My husband and others closest to me also know the coffee must be high quality. Don’t waste my time with the cheap stuff or if the coffee’s been sitting for a while and has that burnt, bitter smell — and putrid taste — to it.
My pickiness with the coffee led my husband to affectionately label me a “coffee snob.” If coffee doesn’t smell fresh and isn’t of high quality, I want nothing to do with it. Actually, much of the not-so-cheap stuff doesn’t meet my standards either.
A Sweet Fragrance
I wonder if my fragrance as a Christian draws people in like I’m drawn by the smell of good coffee or if it wrinkles noses like when I run into the aroma of sub-par or stale coffee. Are people repelled or drawn by my fragrance? Am I a “sweet, life-giving perfume” or a “hukster” unconcerned with quality (2 Corinthians 2:14-17)?

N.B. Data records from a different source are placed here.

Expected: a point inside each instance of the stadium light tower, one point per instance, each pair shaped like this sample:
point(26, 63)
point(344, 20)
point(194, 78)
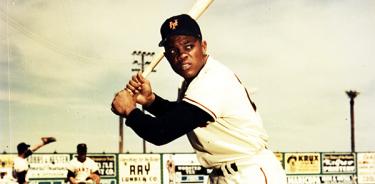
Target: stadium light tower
point(140, 67)
point(352, 94)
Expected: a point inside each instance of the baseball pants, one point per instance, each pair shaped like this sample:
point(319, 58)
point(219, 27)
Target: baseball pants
point(263, 168)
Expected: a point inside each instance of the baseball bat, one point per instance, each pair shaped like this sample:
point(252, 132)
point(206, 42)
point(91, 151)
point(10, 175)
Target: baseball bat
point(199, 7)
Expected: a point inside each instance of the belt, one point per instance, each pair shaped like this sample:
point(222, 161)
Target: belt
point(219, 172)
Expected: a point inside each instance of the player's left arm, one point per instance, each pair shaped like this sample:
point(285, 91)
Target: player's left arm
point(95, 176)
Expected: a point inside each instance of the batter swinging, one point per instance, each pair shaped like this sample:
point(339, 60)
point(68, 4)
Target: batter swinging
point(213, 109)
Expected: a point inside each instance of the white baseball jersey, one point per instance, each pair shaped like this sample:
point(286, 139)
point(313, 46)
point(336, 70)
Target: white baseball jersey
point(237, 132)
point(20, 164)
point(82, 170)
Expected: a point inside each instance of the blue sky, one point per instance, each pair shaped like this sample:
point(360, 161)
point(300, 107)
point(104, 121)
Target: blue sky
point(62, 61)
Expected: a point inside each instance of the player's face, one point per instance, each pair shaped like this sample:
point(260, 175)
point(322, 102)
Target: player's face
point(81, 156)
point(186, 55)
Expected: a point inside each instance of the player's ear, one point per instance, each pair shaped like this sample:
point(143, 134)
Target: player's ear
point(204, 47)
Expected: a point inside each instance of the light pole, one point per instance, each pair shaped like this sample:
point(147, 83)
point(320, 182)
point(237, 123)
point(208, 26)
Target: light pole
point(141, 67)
point(352, 94)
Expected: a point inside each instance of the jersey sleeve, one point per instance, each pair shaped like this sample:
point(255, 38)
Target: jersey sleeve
point(94, 166)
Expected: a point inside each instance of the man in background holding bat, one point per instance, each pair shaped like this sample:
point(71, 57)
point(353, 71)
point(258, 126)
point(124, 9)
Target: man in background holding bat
point(213, 108)
point(21, 166)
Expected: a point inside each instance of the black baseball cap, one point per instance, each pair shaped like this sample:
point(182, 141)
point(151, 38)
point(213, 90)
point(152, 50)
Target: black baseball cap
point(22, 147)
point(81, 148)
point(179, 25)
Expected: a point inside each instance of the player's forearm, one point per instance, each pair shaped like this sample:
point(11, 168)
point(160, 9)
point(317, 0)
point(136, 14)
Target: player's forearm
point(37, 146)
point(174, 123)
point(159, 106)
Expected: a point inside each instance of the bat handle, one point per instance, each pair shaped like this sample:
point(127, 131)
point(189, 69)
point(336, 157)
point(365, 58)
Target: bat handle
point(157, 58)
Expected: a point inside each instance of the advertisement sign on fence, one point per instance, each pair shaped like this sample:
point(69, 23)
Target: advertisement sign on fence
point(319, 179)
point(139, 168)
point(338, 163)
point(302, 163)
point(366, 168)
point(48, 165)
point(106, 163)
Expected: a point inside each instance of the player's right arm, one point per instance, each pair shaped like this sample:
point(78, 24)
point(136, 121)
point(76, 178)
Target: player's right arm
point(70, 177)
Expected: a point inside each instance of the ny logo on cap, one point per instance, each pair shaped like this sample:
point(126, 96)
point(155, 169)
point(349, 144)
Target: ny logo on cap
point(173, 24)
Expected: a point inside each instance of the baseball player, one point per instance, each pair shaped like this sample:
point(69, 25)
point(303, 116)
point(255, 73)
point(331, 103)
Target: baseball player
point(20, 165)
point(83, 169)
point(213, 108)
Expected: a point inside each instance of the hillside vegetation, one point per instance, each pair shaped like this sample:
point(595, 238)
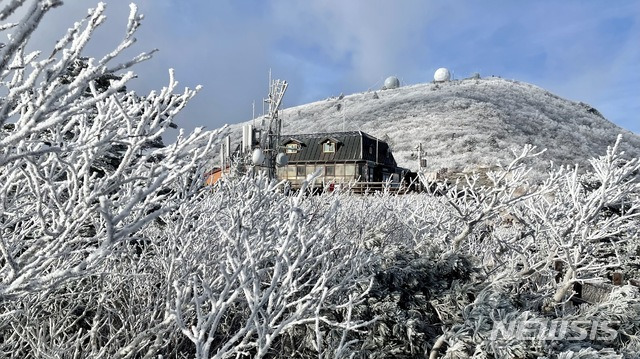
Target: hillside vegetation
point(466, 124)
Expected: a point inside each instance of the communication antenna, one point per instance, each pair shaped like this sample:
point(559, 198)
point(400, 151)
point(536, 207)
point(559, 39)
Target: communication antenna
point(270, 140)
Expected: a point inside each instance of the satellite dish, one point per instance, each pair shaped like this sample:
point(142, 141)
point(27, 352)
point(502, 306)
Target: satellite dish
point(257, 157)
point(391, 82)
point(282, 159)
point(441, 75)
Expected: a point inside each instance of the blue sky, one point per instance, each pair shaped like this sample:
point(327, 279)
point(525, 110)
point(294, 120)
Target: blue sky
point(585, 51)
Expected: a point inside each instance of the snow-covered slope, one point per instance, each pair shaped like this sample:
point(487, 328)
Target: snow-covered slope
point(466, 124)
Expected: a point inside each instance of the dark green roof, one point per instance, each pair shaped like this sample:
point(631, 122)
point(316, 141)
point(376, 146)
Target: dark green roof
point(351, 146)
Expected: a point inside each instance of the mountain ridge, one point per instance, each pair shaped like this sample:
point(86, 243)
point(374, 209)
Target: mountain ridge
point(465, 124)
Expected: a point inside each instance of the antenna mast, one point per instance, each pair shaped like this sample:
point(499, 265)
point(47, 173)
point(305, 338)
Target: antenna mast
point(271, 137)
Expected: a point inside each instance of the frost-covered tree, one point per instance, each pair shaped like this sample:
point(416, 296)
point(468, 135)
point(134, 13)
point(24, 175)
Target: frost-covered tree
point(61, 215)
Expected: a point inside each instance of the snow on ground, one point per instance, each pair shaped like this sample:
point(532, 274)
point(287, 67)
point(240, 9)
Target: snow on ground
point(465, 124)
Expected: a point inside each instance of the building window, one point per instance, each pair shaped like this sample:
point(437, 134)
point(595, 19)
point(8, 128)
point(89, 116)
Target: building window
point(329, 171)
point(328, 147)
point(349, 170)
point(291, 172)
point(292, 147)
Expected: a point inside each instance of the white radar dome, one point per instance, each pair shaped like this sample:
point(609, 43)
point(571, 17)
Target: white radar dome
point(391, 82)
point(442, 74)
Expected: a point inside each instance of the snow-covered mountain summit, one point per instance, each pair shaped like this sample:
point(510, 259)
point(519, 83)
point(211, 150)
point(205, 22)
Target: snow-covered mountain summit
point(466, 124)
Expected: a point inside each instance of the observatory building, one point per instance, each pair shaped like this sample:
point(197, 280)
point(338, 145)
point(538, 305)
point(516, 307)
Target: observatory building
point(442, 75)
point(342, 157)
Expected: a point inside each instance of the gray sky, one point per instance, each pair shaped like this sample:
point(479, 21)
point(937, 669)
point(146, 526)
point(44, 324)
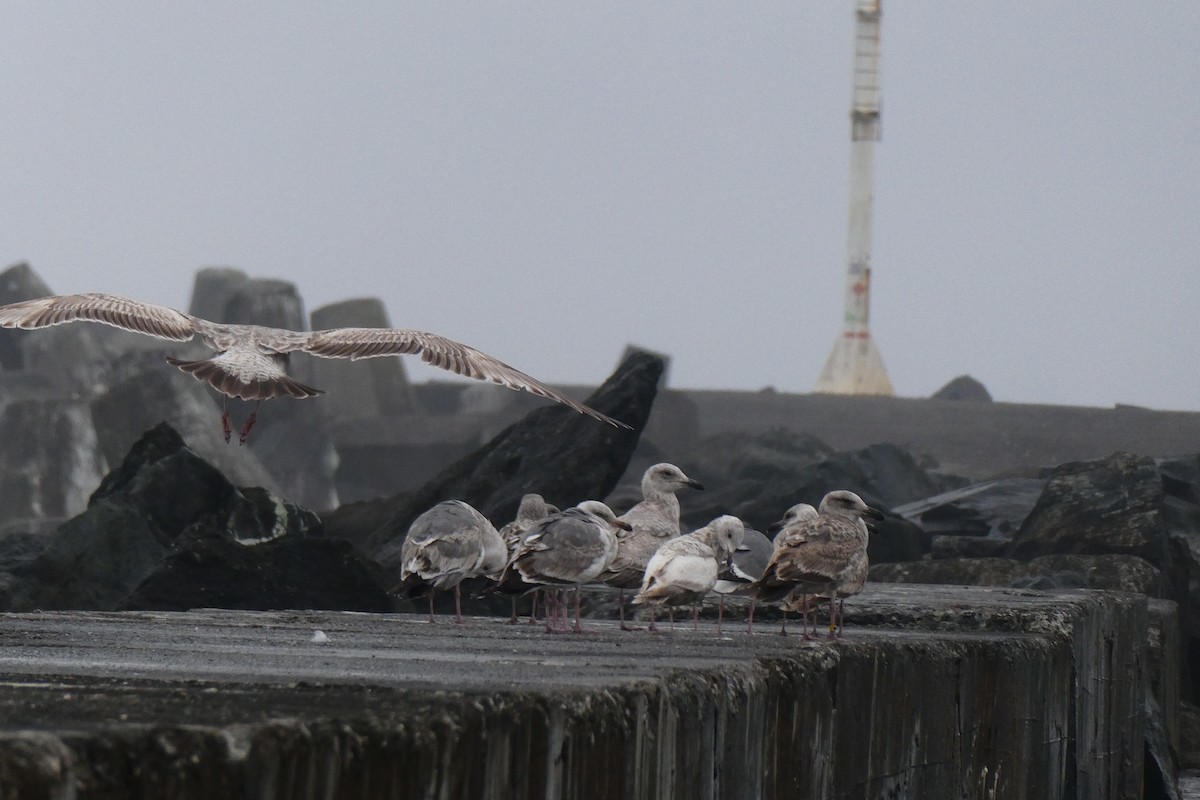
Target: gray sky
point(549, 181)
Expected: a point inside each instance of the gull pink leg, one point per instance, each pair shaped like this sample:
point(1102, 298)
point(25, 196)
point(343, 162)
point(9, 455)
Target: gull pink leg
point(226, 422)
point(250, 423)
point(621, 606)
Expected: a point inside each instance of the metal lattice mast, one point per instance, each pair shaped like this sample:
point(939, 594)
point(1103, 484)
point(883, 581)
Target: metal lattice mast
point(855, 367)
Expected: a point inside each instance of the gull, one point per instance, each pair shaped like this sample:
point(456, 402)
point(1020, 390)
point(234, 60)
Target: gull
point(685, 567)
point(444, 546)
point(251, 360)
point(533, 507)
point(822, 555)
point(654, 521)
point(570, 548)
point(745, 566)
point(789, 531)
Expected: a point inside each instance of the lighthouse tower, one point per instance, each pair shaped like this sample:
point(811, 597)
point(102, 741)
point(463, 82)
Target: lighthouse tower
point(855, 367)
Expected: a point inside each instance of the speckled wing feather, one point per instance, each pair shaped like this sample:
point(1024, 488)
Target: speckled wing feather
point(565, 548)
point(439, 352)
point(95, 307)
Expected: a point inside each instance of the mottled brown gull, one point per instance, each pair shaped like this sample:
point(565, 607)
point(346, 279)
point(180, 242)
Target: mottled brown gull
point(533, 507)
point(654, 521)
point(685, 567)
point(447, 545)
point(821, 555)
point(251, 360)
point(570, 548)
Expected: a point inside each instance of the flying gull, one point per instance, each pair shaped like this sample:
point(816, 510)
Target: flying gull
point(251, 360)
point(444, 546)
point(685, 567)
point(570, 548)
point(819, 557)
point(654, 521)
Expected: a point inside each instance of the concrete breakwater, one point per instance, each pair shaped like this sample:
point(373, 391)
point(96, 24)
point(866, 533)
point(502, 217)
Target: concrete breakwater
point(934, 692)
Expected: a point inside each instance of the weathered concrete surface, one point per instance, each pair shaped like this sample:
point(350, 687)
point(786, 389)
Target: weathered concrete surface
point(957, 693)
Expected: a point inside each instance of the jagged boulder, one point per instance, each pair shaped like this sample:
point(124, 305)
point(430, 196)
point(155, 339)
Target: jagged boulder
point(1115, 572)
point(1111, 505)
point(964, 388)
point(52, 461)
point(1045, 573)
point(161, 394)
point(210, 570)
point(563, 455)
point(995, 509)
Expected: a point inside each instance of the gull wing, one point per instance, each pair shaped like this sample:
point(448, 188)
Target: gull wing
point(106, 308)
point(439, 352)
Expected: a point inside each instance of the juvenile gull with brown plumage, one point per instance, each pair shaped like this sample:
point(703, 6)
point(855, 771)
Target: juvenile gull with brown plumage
point(654, 521)
point(820, 555)
point(685, 567)
point(447, 545)
point(570, 548)
point(532, 509)
point(251, 360)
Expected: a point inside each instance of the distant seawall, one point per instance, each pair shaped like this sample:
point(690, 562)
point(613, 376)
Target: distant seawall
point(947, 692)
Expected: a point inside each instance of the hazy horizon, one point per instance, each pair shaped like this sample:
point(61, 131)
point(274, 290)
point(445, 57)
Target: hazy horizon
point(550, 182)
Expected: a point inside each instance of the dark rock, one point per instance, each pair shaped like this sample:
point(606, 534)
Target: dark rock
point(210, 570)
point(1163, 663)
point(161, 491)
point(91, 561)
point(1181, 561)
point(1047, 573)
point(964, 388)
point(165, 395)
point(883, 475)
point(1189, 735)
point(1115, 572)
point(564, 456)
point(1161, 765)
point(168, 483)
point(1113, 505)
point(70, 359)
point(990, 509)
point(895, 539)
point(52, 459)
point(17, 551)
point(300, 458)
point(966, 547)
point(774, 453)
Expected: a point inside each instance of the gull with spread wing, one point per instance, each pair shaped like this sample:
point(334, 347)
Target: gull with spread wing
point(251, 360)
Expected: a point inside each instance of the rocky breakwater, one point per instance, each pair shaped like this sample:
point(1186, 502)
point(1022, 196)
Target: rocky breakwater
point(949, 692)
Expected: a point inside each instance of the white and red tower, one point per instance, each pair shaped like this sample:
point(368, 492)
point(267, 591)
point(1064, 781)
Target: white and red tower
point(855, 367)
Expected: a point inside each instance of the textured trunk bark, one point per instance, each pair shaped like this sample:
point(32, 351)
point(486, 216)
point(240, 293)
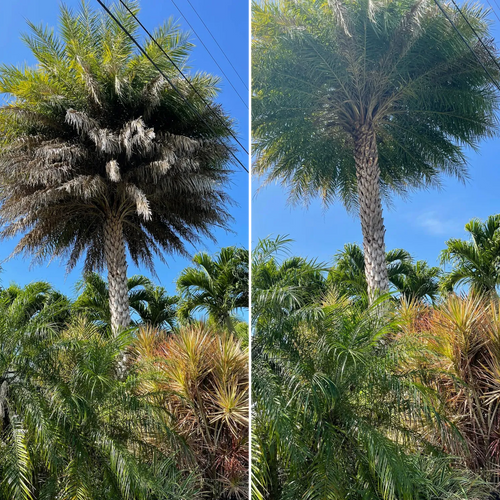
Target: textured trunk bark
point(114, 252)
point(370, 210)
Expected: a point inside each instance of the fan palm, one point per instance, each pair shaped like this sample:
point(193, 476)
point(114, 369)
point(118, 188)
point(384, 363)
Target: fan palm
point(219, 286)
point(99, 153)
point(475, 262)
point(355, 100)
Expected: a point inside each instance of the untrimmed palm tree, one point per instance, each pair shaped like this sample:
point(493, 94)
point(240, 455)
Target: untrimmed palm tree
point(414, 280)
point(100, 155)
point(475, 262)
point(219, 286)
point(355, 100)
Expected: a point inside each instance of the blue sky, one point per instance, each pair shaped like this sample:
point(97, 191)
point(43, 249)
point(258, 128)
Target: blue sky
point(228, 20)
point(420, 224)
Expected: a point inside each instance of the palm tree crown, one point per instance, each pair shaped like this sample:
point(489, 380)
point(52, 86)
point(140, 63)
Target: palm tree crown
point(355, 100)
point(100, 154)
point(475, 262)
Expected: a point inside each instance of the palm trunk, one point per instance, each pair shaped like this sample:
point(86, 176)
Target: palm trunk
point(370, 210)
point(116, 261)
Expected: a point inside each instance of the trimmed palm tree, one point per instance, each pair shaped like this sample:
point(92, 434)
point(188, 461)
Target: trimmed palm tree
point(100, 155)
point(217, 285)
point(475, 262)
point(358, 100)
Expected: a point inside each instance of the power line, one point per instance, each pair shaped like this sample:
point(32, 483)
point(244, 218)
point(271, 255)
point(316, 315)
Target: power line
point(493, 10)
point(467, 43)
point(210, 54)
point(166, 77)
point(184, 76)
point(475, 33)
point(221, 49)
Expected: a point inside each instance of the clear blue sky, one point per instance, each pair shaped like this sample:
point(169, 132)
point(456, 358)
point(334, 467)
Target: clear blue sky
point(228, 20)
point(420, 224)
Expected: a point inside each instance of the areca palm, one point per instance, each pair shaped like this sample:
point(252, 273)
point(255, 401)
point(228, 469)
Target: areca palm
point(357, 100)
point(219, 286)
point(414, 280)
point(475, 262)
point(116, 160)
point(69, 428)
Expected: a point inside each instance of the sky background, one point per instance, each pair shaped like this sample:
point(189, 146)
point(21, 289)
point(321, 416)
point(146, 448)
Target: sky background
point(420, 224)
point(228, 20)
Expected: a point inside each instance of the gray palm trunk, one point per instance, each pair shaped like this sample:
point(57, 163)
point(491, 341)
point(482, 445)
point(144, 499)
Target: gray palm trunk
point(116, 261)
point(370, 209)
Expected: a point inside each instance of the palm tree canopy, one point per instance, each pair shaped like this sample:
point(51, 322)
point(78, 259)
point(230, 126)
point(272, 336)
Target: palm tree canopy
point(475, 262)
point(94, 132)
point(320, 69)
point(414, 280)
point(219, 286)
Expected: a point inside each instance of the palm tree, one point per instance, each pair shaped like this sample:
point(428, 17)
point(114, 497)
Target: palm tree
point(203, 378)
point(116, 160)
point(217, 285)
point(155, 307)
point(330, 419)
point(68, 427)
point(93, 298)
point(355, 100)
point(415, 281)
point(475, 262)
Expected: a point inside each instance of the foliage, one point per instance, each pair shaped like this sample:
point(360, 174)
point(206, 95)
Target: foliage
point(203, 380)
point(217, 285)
point(475, 262)
point(413, 280)
point(319, 69)
point(69, 428)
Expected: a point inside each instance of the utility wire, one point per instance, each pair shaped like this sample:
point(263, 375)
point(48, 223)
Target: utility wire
point(210, 54)
point(166, 77)
point(475, 33)
point(183, 76)
point(467, 43)
point(221, 49)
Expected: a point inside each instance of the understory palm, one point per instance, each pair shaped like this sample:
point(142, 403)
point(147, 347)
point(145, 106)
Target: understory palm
point(100, 155)
point(356, 100)
point(413, 280)
point(202, 377)
point(475, 262)
point(68, 427)
point(218, 285)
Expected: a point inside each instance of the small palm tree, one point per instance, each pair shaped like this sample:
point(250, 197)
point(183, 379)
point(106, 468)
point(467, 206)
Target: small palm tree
point(412, 280)
point(355, 100)
point(155, 307)
point(100, 155)
point(68, 427)
point(203, 379)
point(475, 262)
point(219, 286)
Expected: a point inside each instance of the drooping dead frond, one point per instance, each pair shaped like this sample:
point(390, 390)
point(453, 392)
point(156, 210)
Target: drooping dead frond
point(113, 171)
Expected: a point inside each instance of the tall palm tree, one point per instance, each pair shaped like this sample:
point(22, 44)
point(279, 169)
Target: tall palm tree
point(100, 155)
point(218, 285)
point(355, 100)
point(414, 280)
point(93, 299)
point(475, 262)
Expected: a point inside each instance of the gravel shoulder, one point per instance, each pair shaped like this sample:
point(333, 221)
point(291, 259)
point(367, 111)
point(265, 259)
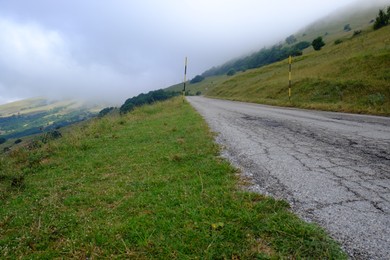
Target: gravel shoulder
point(333, 168)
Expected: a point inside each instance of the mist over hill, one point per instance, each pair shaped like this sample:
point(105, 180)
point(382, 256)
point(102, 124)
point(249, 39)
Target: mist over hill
point(357, 16)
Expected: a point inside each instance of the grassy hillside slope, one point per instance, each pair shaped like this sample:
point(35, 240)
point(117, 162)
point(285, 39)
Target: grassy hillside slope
point(353, 76)
point(31, 116)
point(146, 185)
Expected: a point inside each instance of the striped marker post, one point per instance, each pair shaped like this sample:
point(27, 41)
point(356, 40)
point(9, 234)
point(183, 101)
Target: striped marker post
point(289, 77)
point(185, 78)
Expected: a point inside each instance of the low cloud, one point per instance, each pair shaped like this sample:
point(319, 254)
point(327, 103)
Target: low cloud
point(112, 50)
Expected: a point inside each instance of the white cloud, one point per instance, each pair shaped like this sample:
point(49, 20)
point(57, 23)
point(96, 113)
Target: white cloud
point(116, 49)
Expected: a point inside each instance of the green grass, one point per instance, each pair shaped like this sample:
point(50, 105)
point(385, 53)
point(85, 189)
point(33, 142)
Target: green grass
point(352, 76)
point(146, 185)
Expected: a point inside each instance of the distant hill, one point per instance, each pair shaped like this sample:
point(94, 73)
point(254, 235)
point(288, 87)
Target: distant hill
point(31, 116)
point(350, 73)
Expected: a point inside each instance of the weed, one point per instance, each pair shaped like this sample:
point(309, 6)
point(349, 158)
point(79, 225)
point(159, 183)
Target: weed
point(159, 190)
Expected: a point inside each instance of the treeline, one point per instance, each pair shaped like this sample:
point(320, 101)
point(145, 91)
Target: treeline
point(258, 59)
point(142, 99)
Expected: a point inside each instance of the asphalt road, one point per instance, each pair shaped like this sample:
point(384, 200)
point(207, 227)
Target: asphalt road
point(333, 168)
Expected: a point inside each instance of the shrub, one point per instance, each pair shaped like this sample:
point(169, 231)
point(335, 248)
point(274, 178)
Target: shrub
point(231, 72)
point(142, 99)
point(318, 43)
point(382, 19)
point(357, 32)
point(105, 111)
point(347, 27)
point(198, 78)
point(291, 39)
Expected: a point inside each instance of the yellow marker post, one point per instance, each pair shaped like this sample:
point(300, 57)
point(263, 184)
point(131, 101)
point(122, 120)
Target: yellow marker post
point(185, 78)
point(289, 77)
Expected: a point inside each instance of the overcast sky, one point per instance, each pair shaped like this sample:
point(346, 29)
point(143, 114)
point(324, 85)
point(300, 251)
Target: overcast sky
point(114, 49)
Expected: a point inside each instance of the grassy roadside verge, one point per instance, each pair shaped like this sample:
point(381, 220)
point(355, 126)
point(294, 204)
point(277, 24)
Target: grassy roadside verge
point(145, 185)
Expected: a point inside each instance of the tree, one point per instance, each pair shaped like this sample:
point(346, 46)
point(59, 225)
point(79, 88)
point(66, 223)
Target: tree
point(291, 39)
point(382, 19)
point(318, 43)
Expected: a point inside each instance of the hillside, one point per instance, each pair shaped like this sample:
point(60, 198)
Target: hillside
point(31, 116)
point(145, 185)
point(350, 75)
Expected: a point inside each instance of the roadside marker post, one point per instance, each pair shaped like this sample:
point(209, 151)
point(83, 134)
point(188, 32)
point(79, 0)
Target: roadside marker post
point(185, 78)
point(289, 77)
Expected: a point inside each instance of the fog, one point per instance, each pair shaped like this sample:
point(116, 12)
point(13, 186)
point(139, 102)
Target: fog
point(111, 50)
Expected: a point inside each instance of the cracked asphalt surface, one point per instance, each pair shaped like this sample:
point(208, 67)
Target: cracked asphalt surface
point(333, 168)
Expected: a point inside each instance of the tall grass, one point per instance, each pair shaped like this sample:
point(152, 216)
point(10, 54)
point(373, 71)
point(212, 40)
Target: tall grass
point(147, 185)
point(352, 76)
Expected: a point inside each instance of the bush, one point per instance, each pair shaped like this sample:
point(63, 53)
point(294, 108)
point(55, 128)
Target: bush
point(318, 43)
point(291, 39)
point(382, 19)
point(231, 72)
point(198, 78)
point(347, 27)
point(142, 99)
point(357, 32)
point(105, 111)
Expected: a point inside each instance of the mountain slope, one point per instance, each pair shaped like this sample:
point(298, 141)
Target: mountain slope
point(31, 116)
point(352, 76)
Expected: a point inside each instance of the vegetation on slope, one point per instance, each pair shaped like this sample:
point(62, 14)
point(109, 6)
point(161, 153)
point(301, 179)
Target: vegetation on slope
point(32, 116)
point(351, 76)
point(148, 184)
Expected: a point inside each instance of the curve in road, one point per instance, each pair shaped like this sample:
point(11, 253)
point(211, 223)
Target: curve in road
point(333, 168)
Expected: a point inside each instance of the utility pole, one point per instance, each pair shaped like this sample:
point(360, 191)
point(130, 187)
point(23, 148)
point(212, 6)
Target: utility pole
point(185, 78)
point(289, 77)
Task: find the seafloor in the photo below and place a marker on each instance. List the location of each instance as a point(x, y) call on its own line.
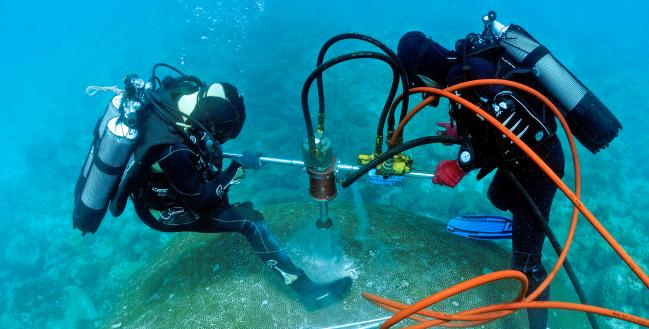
point(52, 277)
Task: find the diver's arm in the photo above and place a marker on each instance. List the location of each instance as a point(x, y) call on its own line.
point(178, 164)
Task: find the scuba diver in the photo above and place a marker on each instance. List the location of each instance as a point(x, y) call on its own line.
point(176, 171)
point(483, 147)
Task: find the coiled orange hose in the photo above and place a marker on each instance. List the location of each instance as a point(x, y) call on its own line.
point(488, 313)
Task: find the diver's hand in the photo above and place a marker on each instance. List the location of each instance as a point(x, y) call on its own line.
point(448, 173)
point(249, 160)
point(240, 174)
point(449, 130)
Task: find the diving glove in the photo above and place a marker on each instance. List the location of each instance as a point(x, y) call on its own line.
point(448, 173)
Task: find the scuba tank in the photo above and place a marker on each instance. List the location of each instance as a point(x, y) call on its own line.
point(589, 119)
point(114, 139)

Even more importantly, what does God think about my aroma? He certainly desires to use every detail of our lives to illustrate his truth, to let his glory show through us (Colossians 3:17). He also uses that which we find appealing and that which repels us to help us better understand his desires for our living in relationship with him and with others, to help us understand the impact of our aroma.
Even coffee, which a person usually either loves or hates, can show Scripture application in a way that not only sticks but that finds us regularly. For me, coffee provides a daily reminder to check my aroma, to determine whether or not I am appealing to others, to ask myself, “Do I have an aroma that pleases God and draws others to His grace and mercy or that repels them toward the world?”